Paulson met with the top political and finance officials in Qatar, a day after he visited Saudi Arabia.

He said the weak dollar is not the only reason for high inflation in Gulf countries.

"The peg serves this country and the region well," Paulson said, referring to Qatar.

He cited the example of Kuwait, which de-pegged from the dollar a year ago and is still combatting inflation.

Kuwait was the first country in the six-member Gulf Cooperation Council, which includes Saudi Arabia, to shun its peg with the dollar by allowing the dinar to float against a basket of currencies. But other Gulf countries including Qatar and the booming United Arab Emirates are believed to be considering the move.

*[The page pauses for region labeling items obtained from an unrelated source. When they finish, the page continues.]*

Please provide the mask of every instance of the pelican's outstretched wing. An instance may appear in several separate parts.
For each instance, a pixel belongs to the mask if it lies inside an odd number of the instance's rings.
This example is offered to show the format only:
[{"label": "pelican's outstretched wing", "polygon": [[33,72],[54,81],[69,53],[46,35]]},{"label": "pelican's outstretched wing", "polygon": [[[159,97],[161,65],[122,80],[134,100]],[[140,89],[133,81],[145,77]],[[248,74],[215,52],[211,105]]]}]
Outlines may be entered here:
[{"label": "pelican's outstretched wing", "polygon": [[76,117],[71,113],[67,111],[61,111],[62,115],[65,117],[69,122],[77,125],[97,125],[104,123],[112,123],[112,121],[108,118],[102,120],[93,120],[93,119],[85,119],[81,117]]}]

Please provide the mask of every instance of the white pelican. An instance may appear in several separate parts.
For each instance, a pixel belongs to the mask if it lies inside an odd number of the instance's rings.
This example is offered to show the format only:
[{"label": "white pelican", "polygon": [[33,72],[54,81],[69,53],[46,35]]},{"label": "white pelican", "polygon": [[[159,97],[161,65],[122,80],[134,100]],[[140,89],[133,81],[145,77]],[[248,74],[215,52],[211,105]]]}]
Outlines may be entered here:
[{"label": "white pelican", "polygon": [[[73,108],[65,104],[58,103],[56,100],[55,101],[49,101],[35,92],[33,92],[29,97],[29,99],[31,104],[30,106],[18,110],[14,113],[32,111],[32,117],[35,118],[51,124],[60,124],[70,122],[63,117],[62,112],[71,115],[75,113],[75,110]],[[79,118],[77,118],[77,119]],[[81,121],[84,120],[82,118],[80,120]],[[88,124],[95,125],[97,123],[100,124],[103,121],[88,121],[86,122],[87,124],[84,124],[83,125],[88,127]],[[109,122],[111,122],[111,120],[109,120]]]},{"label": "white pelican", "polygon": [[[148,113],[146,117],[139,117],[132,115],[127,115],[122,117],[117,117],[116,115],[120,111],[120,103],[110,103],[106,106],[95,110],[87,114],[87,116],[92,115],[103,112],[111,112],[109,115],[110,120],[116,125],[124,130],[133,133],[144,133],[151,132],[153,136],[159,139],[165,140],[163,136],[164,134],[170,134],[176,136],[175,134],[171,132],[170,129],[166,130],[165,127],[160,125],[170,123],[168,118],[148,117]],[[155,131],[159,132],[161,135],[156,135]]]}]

Saudi Arabian Finance Minister Ibrahim al-Assaf said Saturday his country has no intention of depegging its currency from the weakening U.S. dollar. He spoke following a meeting with Paulson.

The dollar's decline has pushed up the cost of imports into the Gulf, fueling inflation. It has also watered down the benefit of record oil prices.

He said the U.S. economy is going through an economic downturn and "welcomes investment from this part of the world."

Iran was also a focus of Paulson's meetings in the Gulf. He said the U.S. was making it more difficult for terrorists to move money around.

"What we found is that Iranian banks have been aggressive and disruptive in moving money through financial systems," he said.

He warned Iran that it is isolating itself from financial sectors and investment banks that they would like to do business with.

There is "plenty of evidence to indicate that many banks are not willing to do business with Iran," Paulson said.

"That sends a message to Iran. If you want to be a rogue state, carry on the way you are. If you want to be part of (the) legitimate financial system and global community, then don't isolate yourself with your actions."